Hay pueblos que se conocen caminando, otros que se descubren desde una carretera y algunos que parecen esconder una historia detrás de cada piedra.
Real de Catorce tiene un poco de todo.
El Pueblo Mágico del Altiplano potosino conserva las huellas de su pasado minero, construcciones de los siglos XVIII y XIX, tradiciones religiosas, paisajes desérticos y sitios relacionados con la cultura wixárika.
El recorrido comienza antes de entrar al pueblo.
El Túnel de Ogarrio, de aproximadamente 2.3 kilómetros, atraviesa la roca y funciona como acceso a Real de Catorce.
Cruzar sus paredes de piedra es prácticamente cambiar de escenario: atrás queda la carretera y adelante aparecen las calles empedradas, las antiguas construcciones y las montañas del Altiplano.
En el corazón del pueblo se encuentra la Parroquia de la Purísima Concepción, uno de los principales atractivos religiosos de Real de Catorce.

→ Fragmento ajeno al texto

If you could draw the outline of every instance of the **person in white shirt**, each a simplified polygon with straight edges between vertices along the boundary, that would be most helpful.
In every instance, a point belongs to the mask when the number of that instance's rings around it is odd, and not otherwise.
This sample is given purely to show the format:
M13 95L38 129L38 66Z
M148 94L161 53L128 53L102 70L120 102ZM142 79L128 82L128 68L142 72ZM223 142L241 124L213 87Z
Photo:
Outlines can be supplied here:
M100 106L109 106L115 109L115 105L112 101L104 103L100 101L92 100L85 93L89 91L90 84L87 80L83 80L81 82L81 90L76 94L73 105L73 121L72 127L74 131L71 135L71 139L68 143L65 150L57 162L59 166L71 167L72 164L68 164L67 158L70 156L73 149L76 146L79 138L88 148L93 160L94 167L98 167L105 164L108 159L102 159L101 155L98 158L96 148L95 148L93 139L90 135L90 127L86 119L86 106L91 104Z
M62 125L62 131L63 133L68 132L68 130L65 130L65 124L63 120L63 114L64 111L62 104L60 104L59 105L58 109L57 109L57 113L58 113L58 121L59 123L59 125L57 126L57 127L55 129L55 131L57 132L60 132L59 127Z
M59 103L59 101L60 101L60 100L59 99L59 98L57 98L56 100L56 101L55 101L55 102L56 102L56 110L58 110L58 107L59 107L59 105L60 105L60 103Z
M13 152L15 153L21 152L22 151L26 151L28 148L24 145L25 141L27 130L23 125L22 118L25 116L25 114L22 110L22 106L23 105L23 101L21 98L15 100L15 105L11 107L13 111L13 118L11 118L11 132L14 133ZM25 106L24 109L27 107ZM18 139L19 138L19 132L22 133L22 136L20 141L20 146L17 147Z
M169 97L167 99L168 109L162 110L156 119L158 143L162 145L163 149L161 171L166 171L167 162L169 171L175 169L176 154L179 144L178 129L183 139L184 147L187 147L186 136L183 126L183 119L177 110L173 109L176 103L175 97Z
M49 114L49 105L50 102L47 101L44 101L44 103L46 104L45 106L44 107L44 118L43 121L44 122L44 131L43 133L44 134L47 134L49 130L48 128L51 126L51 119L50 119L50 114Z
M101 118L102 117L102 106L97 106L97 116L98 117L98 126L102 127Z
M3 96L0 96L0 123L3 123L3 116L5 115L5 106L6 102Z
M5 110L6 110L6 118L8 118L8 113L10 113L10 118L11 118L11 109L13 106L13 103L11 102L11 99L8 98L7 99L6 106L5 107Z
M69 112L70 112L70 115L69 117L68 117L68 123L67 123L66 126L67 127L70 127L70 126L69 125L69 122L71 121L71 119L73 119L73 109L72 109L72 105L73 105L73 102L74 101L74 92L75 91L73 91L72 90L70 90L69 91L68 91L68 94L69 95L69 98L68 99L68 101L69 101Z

En su interior se encuentra la imagen de San Francisco de Asís, conocida popularmente como el “Santo Charrito”, que cada 4 de octubre es motivo de peregrinaciones y celebraciones religiosas.
Real de Catorce también puede recorrerse a través de sus edificios históricos.
Uno de ellos es la antigua Casa de Moneda, una casona que funcionó como tal entre 1865 y 1866.
Muy cerca se encuentra el Palacio Municipal, cuyo salón de cabildos fue construido en el siglo XIX.
Son vestigios de la época en la que la actividad minera convirtió a Real de Catorce en uno de los puntos más importantes de la región.
Las ruinas de las antiguas instalaciones mineras forman parte de otro de los recorridos más conocidos en los alrededores.
El llamado Pueblo Fantasma permite observar construcciones que recuerdan el pasado minero de la zona y que hoy forman parte del paisaje que distingue a Real de Catorce.
El recorrido por el centro también lleva hacia construcciones que hablan de la vida social del antiguo pueblo minero.
Entre ellas se encuentran la Plaza de Toros y el antiguo Palenque de Gallos.
Real de Catorce tiene además una dimensión que va más allá de sus edificios.
La zona está vinculada con Wirikuta, territorio sagrado para el pueblo wixárika y uno de los elementos que han dado al municipio parte de su identidad cultural y espiritual.
En este entorno también se encuentra el Cerro Quemado, sitio de relevancia dentro de la cosmovisión wixárika.
A este catálogo de atractivos acaba de sumarse uno nuevo: una escultura monumental de San Francisco de Asís, de 15 metros de altura, inaugurada este 18 de septiembre en el cerro del Orégano.
La obra, elaborada en cantera por artesanos, se suma a los sitios que pueden visitar turistas y peregrinos, pero la escultura es apenas una parada más. El pueblo también se disfruta desde sus alrededores.
Real de Catorce no termina en sus calles. Existen recorridos por los alrededores a caballo y en vehículos tipo Willys, con caminos que permiten conocer antiguos acueductos, torres mineras, haciendas y comunidades que forman parte del paisaje del Altiplano.